Plaintiff cites Navassa Guano Co. of Wilmington v. Willard, 73 N.C. 521; Hanstein v. Johnson, 112 N.C. 253, 17 S.E. 155, and Hancock v. Southgate, 186 N.C. 278, 119 S.E. 364.

*362 In Guano Co. v. Willard, supra, the facts were as follows: In a prior action, Willard, although named in the summons, was not served. The complaint demanded judgment against R. F. Morris and the firm of R. F. Morris & Son. It was not alleged that Willard was a partner. Nor did the plaintiff demand judgment against property in which Willard had an interest. In the action then before the court, the plaintiff alleged Willard was a silent partner. This Court, after considering the statutory provision now codified as G.S. § 1-113(4), held the action against Willard a new action and as such barred by the statute of limitations.

In Hanstein v. Johnson, supra, the decision is to the effect that, while a creditor and also each partner has a right to demand that partnership (joint) property be applied to the satisfaction of partnership debts, each partner is severally bound to the creditor for the full amount of his claim.

In Hancock v. Southgate, supra, while the statute now codified as G.S. § 1-113(1) is quoted, it is not discussed or applied. There, plaintiff sued four individuals as partners trading as Southgate Packing Company to recover for merchandise allegedly sold to said partnership on order of G. D. Potter, allegedly a partner and general manager. The only answer was filed by defendant T. S. Southgate.
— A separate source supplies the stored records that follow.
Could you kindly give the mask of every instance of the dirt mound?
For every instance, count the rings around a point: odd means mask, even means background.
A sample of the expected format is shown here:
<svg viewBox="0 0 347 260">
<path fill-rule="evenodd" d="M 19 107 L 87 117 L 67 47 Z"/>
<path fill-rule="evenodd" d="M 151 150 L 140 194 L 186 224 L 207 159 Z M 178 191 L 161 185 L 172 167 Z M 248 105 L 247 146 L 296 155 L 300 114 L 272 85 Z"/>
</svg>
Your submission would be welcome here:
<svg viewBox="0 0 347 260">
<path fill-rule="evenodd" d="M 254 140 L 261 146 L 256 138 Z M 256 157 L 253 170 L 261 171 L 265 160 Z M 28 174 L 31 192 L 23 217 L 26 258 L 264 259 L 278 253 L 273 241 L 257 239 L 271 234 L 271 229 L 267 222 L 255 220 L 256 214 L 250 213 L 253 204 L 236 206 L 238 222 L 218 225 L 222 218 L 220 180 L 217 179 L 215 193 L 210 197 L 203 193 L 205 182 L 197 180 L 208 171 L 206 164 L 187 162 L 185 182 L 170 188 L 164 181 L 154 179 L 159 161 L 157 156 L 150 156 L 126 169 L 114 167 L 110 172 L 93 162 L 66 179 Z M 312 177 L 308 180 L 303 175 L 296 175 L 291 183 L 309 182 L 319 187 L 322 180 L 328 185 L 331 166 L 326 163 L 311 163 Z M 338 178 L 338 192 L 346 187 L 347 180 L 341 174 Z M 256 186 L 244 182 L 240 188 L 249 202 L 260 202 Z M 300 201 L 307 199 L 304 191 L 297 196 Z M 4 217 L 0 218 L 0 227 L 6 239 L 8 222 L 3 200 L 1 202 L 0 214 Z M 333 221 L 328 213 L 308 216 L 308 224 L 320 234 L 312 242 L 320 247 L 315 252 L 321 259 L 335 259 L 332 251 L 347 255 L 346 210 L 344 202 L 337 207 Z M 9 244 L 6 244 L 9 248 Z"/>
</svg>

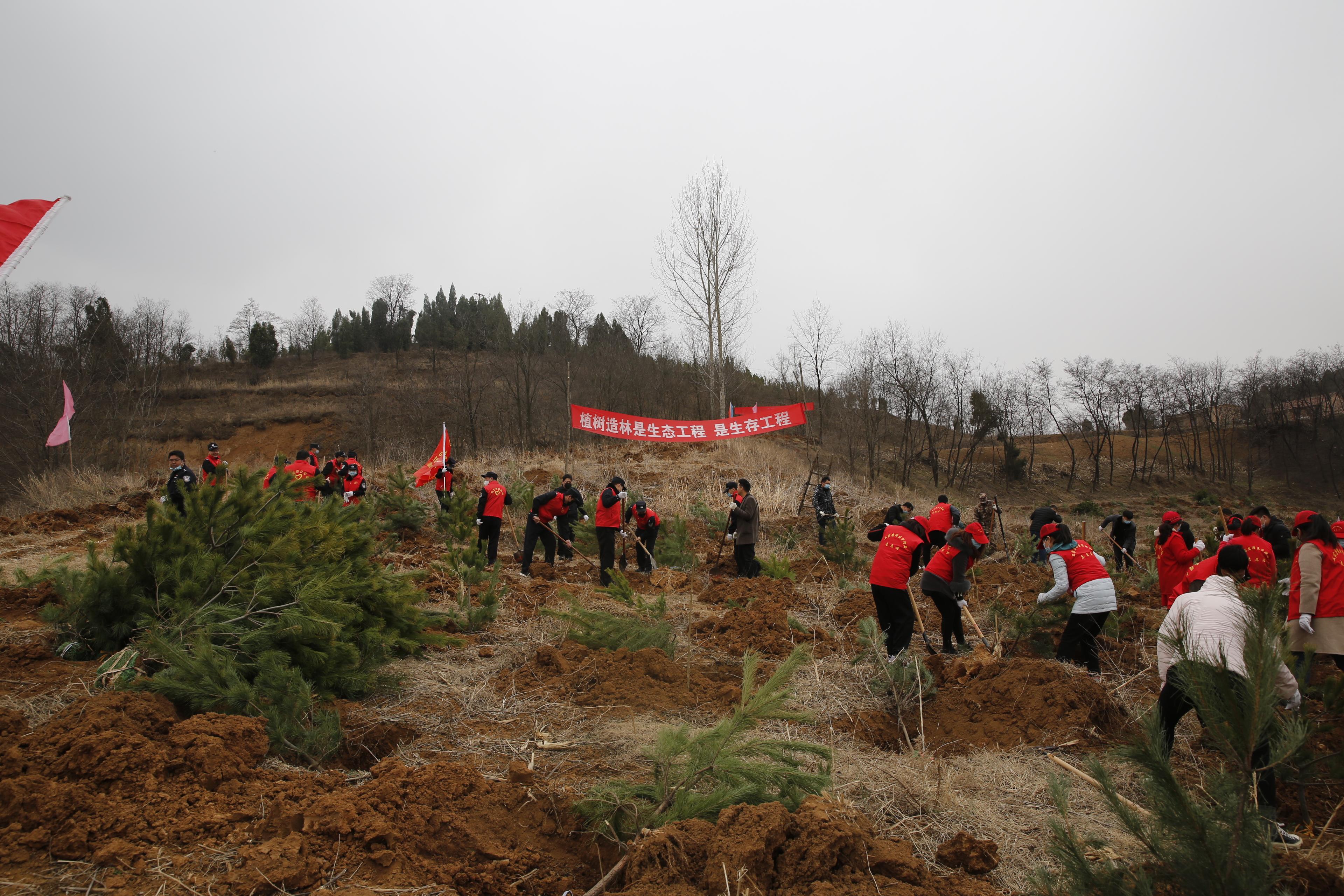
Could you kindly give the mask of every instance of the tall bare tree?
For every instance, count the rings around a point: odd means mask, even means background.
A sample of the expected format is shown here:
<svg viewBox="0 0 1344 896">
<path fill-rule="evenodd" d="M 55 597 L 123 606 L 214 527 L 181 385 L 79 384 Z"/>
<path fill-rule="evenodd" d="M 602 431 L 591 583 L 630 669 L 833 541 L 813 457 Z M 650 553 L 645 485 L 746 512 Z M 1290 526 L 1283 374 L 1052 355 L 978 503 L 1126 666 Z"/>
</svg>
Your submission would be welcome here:
<svg viewBox="0 0 1344 896">
<path fill-rule="evenodd" d="M 672 210 L 672 227 L 659 236 L 655 271 L 687 326 L 706 388 L 728 414 L 728 359 L 753 310 L 755 239 L 742 195 L 723 165 L 711 163 L 687 183 Z"/>
<path fill-rule="evenodd" d="M 289 341 L 301 351 L 306 349 L 309 359 L 316 360 L 317 347 L 323 341 L 323 333 L 327 332 L 327 312 L 316 296 L 304 300 L 304 304 L 298 306 L 298 313 L 286 321 L 285 329 Z"/>
<path fill-rule="evenodd" d="M 801 314 L 794 312 L 790 348 L 794 357 L 802 361 L 802 367 L 816 388 L 817 443 L 820 445 L 827 369 L 840 357 L 840 340 L 835 318 L 831 317 L 831 309 L 820 298 L 814 298 Z"/>
</svg>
He denied there was a partnership and asserted that "Southgate Packing Company is an unincorporated entirety (sic), owned exclusively by T. S. Southgate." The jury found the defendants were partners as alleged and that the partnership was indebted to plaintiffs. As stated by Clarkson, J: "The only question involved in this appeal is the liability of T. S. Southgate."

We find nothing in the decisions cited by plaintiff in conflict with the rule established in Rufty v. Claywell, Powell & Co., supra, and Davis v. Sanderlin, supra, namely, that G.S. § 1-113(1) applies to joint obligations only and does not apply to joint and several obligations.

For the reasons stated, the court (clerk) was not authorized by G.S. § 1-113(1) to enter judgment against defendant Eloise G. Leonard. Having failed to acquire jurisdiction by service of process or otherwise, the judgment as to her is void and should be vacated. Hence, as to her, the judgment of the court below is reversed.

As to defendant H. L. Leonard, affirmed.

As to defendant Eloise G. Leonard, reversed.